🤖 AI Summary
This work addresses the challenge of detecting hidden services in IoT device firmware—services invisible to users yet exploitable by attackers. We propose a novel automated discovery method that synergistically combines static analysis and lightweight symbolic execution. First, firmware is unpacked and potential service entry points are identified. Subsequently, static analysis extracts control-flow and network-behavior features, while lightweight symbolic execution verifies reachability and privilege-escalation paths, enabling precise identification of concealed services. To our knowledge, this is the first approach to deeply integrate these two techniques for hidden-service detection in IoT firmware, overcoming key limitations of conventional dynamic analysis—including low code coverage and strong environmental dependencies.
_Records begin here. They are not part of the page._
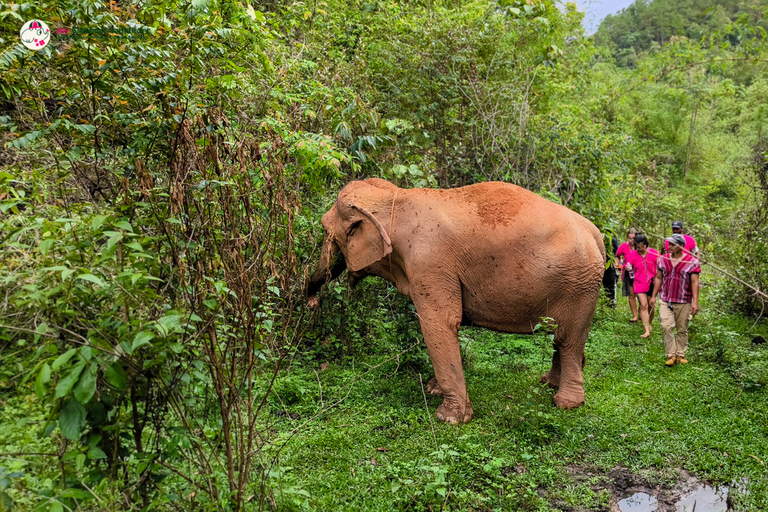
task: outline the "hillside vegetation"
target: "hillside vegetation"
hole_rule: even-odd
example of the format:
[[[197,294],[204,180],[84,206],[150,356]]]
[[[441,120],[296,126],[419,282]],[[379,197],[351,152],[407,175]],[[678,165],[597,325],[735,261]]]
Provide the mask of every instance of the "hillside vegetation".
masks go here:
[[[705,41],[730,23],[749,20],[753,34],[765,37],[768,22],[759,0],[636,0],[600,23],[594,36],[598,46],[608,48],[618,66],[634,67],[649,51],[656,52],[673,38]],[[728,33],[727,45],[738,45],[744,37]],[[748,36],[749,37],[749,36]]]
[[[616,466],[765,508],[766,16],[638,1],[589,38],[550,0],[3,4],[0,510],[605,510],[583,474]],[[320,217],[373,176],[515,183],[656,247],[682,220],[714,265],[696,364],[603,301],[560,411],[543,336],[462,330],[484,412],[433,425],[408,300],[303,297]]]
Evaluated on real-world IoT firmware samples, our method achieves an average analysis time of under three minutes per firmware image and a false-positive rate below 8%. It successfully uncovers multiple high-severity hidden services, significantly enhancing both the efficiency and reliability of firmware security auditing.
📝 Abstract
In this paper, we proposes an automatic firmware analysis tool targeting at finding hidden services that may be potentially harmful to the IoT devices. Our approach uses static analysis and symbolic execution to search and filter services that are transparent to normal users but explicit to experienced attackers. A prototype is built and evaluated against a dataset of IoT firmware, and The evaluation shows our tool can find the suspicious hidden services effectively.